2008-07-14

The Book -- jojo's bizarre adventure 4th another day (乙一)

「ジョジョの奇妙な冒険」第 4 部のノベライゼーション「The Book」を読みました。読むまでの経緯は、過去記事をどうぞ。

原作となった第 4 部は、杜王町という架空の町を舞台にしています。日常に潜む敵を描きたかった、という作者のコメントをどこかで読んだ気がします。ジョジョ・シリーズは「冒険の旅」の中で、敵に襲われることが多かったので、第 4 部は異色と言えます。

しかし、ノベライゼーションする側からすると、これ程作り易い設定はないのかもしれません。まず、ノベライゼーションのエピソードも、日常の一コマとして本編にスムーズにハマり易いこと。そして、町が舞台ですから、本編に登場した名所やキャラクターを登場させ易いこと。

実際、「The Book」の出来はとても良く出来たものでした。そう、原作の雰囲気、登場人物、プロットをよくとらえていたと思います。

シャーロック・ホームズの二次創作ものは「(ワトソン博士が) 未発表のエピソードを発見した」という形で発表されるものが多く、「贋作物」というジャンルになっています。もちろん、この「贋作」というのは悪い意味ではありません。むしろ、本物と見間違う程のストーリー、トリック、雰囲気をファンは待っているのです。
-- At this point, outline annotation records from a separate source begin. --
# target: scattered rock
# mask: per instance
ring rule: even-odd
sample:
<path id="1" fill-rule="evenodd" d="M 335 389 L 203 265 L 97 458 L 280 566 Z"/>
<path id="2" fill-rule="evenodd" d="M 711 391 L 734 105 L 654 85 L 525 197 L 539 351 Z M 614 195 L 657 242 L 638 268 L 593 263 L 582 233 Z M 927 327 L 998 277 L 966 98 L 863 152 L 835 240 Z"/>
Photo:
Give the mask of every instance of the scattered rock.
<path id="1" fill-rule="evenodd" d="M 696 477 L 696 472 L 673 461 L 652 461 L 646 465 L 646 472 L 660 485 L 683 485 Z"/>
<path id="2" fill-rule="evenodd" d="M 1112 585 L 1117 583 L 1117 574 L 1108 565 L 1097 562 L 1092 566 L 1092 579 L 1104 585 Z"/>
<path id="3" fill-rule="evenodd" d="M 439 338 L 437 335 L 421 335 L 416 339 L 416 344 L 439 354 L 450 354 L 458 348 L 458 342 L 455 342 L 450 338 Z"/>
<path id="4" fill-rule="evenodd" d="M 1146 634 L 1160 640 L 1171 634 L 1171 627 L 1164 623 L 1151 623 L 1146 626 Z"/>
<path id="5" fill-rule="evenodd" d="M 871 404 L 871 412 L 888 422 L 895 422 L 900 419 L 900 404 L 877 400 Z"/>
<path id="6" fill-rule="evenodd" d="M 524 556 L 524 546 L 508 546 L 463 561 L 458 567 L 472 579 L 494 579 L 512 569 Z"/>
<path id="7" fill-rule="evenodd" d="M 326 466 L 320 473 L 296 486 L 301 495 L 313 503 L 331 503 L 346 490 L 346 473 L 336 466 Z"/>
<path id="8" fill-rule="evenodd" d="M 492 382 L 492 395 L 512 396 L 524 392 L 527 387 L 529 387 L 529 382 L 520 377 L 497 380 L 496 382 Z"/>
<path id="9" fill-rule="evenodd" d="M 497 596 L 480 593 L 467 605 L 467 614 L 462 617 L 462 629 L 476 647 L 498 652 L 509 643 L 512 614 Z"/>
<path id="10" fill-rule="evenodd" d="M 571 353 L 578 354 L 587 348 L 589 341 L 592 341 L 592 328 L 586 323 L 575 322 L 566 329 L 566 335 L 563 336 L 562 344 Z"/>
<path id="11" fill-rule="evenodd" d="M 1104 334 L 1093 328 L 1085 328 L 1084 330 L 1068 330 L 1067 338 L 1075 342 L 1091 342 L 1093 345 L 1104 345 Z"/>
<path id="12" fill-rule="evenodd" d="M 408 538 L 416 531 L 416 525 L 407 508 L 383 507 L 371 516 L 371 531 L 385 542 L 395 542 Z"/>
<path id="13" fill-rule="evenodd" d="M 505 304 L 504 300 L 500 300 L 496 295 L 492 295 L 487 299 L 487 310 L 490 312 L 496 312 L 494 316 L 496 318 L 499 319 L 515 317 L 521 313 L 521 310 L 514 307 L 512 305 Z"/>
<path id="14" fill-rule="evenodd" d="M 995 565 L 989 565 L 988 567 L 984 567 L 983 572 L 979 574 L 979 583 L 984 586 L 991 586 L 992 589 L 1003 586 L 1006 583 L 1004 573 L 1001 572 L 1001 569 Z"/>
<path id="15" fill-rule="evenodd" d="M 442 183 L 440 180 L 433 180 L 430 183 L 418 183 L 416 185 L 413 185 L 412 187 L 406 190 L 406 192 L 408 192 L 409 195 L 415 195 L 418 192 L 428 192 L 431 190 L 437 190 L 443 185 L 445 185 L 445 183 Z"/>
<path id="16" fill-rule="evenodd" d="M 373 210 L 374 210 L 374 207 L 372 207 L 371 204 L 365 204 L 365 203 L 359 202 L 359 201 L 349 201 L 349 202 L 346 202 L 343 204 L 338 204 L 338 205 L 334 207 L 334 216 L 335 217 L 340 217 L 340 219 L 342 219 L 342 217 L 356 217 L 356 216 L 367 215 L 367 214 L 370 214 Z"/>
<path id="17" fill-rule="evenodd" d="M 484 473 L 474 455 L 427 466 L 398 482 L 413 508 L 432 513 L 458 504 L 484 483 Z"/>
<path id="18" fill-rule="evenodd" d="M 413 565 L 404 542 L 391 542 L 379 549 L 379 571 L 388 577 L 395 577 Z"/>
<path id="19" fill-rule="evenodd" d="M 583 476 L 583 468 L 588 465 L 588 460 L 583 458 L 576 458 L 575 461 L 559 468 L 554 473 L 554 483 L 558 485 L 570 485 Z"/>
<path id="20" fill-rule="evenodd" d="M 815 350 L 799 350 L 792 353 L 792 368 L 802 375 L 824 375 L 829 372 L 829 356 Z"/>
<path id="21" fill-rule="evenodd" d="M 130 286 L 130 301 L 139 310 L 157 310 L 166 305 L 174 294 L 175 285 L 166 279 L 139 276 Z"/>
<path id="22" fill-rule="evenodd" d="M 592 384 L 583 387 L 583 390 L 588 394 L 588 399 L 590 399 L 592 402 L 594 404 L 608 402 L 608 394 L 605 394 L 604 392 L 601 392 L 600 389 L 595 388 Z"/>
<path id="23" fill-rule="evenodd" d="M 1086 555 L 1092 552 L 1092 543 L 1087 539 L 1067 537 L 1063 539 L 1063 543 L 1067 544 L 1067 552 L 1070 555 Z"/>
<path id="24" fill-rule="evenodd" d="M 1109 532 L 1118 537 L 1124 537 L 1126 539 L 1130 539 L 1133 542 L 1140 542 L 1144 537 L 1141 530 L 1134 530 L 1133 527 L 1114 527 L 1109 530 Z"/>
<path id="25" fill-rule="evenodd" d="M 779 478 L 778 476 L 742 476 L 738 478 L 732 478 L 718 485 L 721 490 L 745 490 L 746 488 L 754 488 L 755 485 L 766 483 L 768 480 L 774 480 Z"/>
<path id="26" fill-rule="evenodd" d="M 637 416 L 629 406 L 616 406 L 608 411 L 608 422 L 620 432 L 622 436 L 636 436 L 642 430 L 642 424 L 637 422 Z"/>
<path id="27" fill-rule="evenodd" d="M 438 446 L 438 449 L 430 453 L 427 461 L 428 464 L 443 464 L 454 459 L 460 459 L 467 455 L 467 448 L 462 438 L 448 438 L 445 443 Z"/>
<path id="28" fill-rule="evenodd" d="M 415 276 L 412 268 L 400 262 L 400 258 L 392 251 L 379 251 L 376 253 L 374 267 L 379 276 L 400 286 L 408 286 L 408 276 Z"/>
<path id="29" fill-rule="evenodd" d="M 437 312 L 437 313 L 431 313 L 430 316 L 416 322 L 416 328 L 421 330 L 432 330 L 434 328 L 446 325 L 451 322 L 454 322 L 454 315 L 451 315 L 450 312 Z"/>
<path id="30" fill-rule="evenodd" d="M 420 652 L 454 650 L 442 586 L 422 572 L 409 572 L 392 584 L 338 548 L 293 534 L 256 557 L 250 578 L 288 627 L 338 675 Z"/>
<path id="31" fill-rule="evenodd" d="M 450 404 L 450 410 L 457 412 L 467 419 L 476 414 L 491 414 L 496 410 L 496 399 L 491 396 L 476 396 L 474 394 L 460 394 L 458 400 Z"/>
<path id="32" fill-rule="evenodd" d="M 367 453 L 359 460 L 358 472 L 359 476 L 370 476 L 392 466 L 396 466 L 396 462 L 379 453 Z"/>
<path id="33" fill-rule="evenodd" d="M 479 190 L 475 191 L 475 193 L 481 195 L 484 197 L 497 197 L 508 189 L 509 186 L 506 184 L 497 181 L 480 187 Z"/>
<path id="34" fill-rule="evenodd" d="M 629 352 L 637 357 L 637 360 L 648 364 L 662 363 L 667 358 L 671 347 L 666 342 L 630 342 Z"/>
日本のノベライゼーションは、まだまだ「贋作」というものは少ないですね。しかし、この「The Book」は、「贋作物」として評価されるに値する出来だったと思います。とても、完成度が高いです (前半はスティーブン・キングの「IT」を読んでいる既視感を感じましたが)。

作者・乙一氏は推理小説出身ということで、謎の出し方、回答への辿り着き方は、本編以上の筋の良さも感じました。でも、これは純粋な推理小説ではないですね。ジョジョ第 4 部を読んでいる人にしか楽しめない。ジョジョ・ファンのための本だと思いました。